Qu’est-ce donc ? A ma porte apparaît un jour cru.
Avec sa barbe d’or l’évêque a disparu
Mais son accent breton m’est resté dans l’oreille.
O bonhomme Héloury, vous enseignez l’amour.
La vertu du lit clos opère à sa manière.
Me voici désormais une âme printanière,
Une âme de granit… avec des fleurs autour.
C’est un cœur trégorrois qui bat dans ma poitrine,
Un large cœur, sincère et droit, qui ne ment pas.
J’emplirai mes poumons du bon air de là-bas
Et je me fleurirai les yeux d’algue marine.
J’étais l’indifférent qui ne s’attache à rien,
Le mauvais ouvrier qui meurt de sa paresse ;
Les cloches de la mer comprendront ma détresse
Et m’apprendront peut-être à faire un peu de bien.
La fraîcheur de la lande a passé dans mon être.
J’ai franchi la rivière et sauté l’échalier.
Les calvaires m’ont fait un salut familier.
Tout le charme d’Arvor m’entoure et me pénètre.
Je ne demande plus que la douceur du chant.
Si j’ai des ennemis, je n’en veux à personne.
Je suis l’oiseau qui vole et l’Angelus qui sonne
Pour le sage et le fou, même pour le méchant.
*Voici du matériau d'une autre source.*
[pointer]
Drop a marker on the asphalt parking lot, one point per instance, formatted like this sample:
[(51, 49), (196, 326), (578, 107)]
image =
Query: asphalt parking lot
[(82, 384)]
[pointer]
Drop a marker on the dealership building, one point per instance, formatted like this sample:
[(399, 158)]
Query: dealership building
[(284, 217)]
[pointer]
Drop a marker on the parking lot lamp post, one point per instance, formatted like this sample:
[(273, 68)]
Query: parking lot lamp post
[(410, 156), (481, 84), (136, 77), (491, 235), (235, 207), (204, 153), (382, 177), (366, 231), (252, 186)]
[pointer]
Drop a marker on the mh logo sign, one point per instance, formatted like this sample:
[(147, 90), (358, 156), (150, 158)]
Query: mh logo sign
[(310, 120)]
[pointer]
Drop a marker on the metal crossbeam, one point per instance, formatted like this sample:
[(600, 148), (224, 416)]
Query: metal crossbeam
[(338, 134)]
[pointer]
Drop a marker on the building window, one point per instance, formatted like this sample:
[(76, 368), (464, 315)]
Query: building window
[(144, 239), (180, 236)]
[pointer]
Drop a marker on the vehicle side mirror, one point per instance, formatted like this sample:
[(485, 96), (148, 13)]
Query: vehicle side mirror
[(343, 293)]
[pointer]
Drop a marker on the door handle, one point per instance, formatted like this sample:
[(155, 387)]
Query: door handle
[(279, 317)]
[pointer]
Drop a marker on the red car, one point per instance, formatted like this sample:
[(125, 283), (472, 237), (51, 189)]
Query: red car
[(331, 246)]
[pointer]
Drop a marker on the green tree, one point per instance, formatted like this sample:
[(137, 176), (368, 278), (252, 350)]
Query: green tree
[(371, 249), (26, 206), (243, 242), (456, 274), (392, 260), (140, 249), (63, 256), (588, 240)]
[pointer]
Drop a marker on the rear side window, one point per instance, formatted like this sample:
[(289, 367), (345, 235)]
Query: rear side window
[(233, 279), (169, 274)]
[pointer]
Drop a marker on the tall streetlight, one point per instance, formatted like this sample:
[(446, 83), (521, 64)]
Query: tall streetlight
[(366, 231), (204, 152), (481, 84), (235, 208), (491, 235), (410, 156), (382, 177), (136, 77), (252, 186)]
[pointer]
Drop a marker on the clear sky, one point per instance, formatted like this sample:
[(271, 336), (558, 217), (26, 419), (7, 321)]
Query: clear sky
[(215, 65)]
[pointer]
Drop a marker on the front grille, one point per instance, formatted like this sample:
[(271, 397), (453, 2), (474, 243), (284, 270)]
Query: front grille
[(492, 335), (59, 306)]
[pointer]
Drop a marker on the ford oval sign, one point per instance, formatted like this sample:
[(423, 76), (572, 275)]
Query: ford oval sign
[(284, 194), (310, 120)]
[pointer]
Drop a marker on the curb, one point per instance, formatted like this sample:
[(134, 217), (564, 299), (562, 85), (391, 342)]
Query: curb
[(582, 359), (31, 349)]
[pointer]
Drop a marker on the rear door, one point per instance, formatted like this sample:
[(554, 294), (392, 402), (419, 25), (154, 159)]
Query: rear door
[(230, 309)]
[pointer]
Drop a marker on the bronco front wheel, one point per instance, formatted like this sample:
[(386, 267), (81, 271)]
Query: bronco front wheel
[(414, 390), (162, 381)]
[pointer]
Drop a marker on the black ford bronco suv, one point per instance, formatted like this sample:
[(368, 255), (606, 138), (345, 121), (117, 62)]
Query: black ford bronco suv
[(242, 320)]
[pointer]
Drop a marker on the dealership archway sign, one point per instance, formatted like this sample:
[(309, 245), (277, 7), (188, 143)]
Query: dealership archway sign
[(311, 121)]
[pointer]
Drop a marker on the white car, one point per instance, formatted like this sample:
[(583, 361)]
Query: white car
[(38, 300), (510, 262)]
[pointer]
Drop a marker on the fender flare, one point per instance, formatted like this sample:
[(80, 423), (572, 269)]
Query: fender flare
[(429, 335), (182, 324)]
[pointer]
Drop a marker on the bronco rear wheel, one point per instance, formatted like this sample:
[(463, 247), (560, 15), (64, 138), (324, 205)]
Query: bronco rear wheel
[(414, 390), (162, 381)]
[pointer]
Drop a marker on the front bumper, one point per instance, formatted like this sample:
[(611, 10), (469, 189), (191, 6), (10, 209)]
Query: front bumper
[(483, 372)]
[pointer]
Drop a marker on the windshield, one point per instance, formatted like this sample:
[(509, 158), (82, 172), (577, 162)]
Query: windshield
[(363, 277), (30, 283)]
Et voici, grâce à Dieu, ma plantureuse hôtesse
Qui m’apporte la goutte et le cidre mousseux.
– « Encore au lit, dit-elle, êtes-vous paresseux ! »
Comment ne pas répondre à tant de politesse ?
Bretagne hospitalière et franche, à ta santé !
Aux filles de Trégor, à tous ses rudes hommes !
Comme eux, je rends hommage au noble jus des pommes.
J’étais déjà Breton sans m’en être douté.